Bandiera bianca
Contro la paternalistica censura dello spot con Diletta Leotta
La mannaia del giurì dell’Istituto di autodisciplina pubblicitaria si è abbattuta su una réclame in cui un bambino resta a bocca aperta davanti a una cantante in minigonna. La sessualità viene schiacciata dal controllo sociale, ma senza turbamenti non si cresce mai
Il giurì dell’Istituto di autodisciplina pubblicitaria esiste veramente e ha sospeso la messa in onda della réclame di una nota marca da scarpe da lavoro, per intenderci quella con Diletta Leotta, poiché sessualizza lo sguardo di un bambino: vi appare infatti un frugolo di sette od otto anni che resta a bocca aperta davanti a una cantante in minigonna. Se pure il voice over si limitava a un innocente “la prima volta che sei rimasto senza parole”, di cui penso chiunque di noi possa fornire analoga testimonianza attorno a quell’età, implacabile si è abbattuta sulla nuance erotica la mannaia del moralismo da gruppo whatsapp delle mamme in servizio permanente effettivo.
Certo, mai avrei creduto che il giurì dell’Istituto di autodisciplina pubblicitaria fosse un così avido lettore di Michel Foucault, secondo il quale si può praticare un efficace controllo sociale facendo schiacciare la sessualità infantile dalla pedagogia, armata di ditino alzato per significare che quelle cosacce non si fanno e pronta a privare l’istinto di ogni aspetto connesso al piacere.
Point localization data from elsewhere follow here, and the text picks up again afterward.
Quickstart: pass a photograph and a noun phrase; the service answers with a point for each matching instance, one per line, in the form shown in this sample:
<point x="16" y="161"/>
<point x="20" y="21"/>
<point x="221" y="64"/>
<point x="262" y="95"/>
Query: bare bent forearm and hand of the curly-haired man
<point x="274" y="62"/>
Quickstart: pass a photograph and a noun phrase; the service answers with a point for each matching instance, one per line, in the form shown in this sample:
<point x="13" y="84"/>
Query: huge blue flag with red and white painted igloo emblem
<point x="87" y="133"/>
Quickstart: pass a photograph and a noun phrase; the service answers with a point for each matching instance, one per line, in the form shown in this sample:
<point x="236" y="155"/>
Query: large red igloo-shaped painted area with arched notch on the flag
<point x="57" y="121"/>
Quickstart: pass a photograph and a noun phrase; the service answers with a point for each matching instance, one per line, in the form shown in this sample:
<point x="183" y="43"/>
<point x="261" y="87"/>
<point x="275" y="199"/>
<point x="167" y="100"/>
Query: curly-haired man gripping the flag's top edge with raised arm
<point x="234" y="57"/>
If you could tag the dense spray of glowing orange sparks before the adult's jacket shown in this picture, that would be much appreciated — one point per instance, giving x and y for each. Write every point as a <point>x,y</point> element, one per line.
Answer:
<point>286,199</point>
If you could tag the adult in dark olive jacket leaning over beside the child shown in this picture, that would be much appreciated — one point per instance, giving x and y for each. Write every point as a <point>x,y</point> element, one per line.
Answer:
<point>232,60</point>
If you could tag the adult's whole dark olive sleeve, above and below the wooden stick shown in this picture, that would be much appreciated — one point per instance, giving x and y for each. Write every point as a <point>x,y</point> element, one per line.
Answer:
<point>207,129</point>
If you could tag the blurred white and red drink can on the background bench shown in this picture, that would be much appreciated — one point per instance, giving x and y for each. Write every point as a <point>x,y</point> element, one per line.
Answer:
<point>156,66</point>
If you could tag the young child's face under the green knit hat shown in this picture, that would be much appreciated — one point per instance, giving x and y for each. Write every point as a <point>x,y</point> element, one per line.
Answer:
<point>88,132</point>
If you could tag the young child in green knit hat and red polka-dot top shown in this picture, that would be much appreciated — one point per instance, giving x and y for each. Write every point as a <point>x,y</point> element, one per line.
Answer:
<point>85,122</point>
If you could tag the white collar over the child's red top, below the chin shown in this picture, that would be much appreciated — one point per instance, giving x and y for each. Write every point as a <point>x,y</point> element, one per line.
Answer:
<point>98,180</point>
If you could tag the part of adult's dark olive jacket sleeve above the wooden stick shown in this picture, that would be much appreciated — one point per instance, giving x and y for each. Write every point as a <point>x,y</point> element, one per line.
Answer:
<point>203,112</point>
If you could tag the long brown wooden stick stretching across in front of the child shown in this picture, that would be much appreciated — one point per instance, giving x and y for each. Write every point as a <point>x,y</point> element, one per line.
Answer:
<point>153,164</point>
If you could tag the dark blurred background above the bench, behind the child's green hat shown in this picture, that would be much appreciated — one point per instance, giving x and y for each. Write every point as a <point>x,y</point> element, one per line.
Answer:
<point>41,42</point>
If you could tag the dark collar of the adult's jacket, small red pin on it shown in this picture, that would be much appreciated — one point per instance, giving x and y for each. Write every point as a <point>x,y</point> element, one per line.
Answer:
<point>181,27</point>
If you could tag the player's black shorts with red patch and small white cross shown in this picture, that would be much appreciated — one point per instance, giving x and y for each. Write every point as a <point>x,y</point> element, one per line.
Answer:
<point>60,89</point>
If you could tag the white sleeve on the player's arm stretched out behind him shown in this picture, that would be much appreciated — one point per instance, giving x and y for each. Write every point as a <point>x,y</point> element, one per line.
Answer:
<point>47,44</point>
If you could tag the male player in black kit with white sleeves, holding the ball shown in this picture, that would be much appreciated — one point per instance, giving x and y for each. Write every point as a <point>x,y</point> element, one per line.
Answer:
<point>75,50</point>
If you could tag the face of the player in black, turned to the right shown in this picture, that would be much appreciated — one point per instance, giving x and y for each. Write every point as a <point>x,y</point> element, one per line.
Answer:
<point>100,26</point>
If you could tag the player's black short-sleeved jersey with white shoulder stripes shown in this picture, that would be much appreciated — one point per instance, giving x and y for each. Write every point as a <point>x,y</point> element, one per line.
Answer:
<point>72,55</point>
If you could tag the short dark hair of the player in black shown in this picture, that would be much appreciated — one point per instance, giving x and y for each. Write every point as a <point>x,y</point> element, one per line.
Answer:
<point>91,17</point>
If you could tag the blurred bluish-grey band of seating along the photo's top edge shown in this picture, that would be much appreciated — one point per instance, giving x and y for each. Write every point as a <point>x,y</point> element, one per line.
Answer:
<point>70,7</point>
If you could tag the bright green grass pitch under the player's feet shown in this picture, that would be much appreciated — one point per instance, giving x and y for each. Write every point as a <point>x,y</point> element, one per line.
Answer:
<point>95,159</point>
Molte opere d’ingegno fanno riferimento ai primi incomprensibili turbamenti della crescita – da Proust a Battiato, da Moravia ai film con Laura Antonelli – proprio perché, senza turbamenti, non si cresce mai. In attesa di un apposito giurì che le censuri tutte, mi limito a notare questo: una nazione che non inizia a trattare i bambini da adulti finirà per trattare gli adulti come bambini.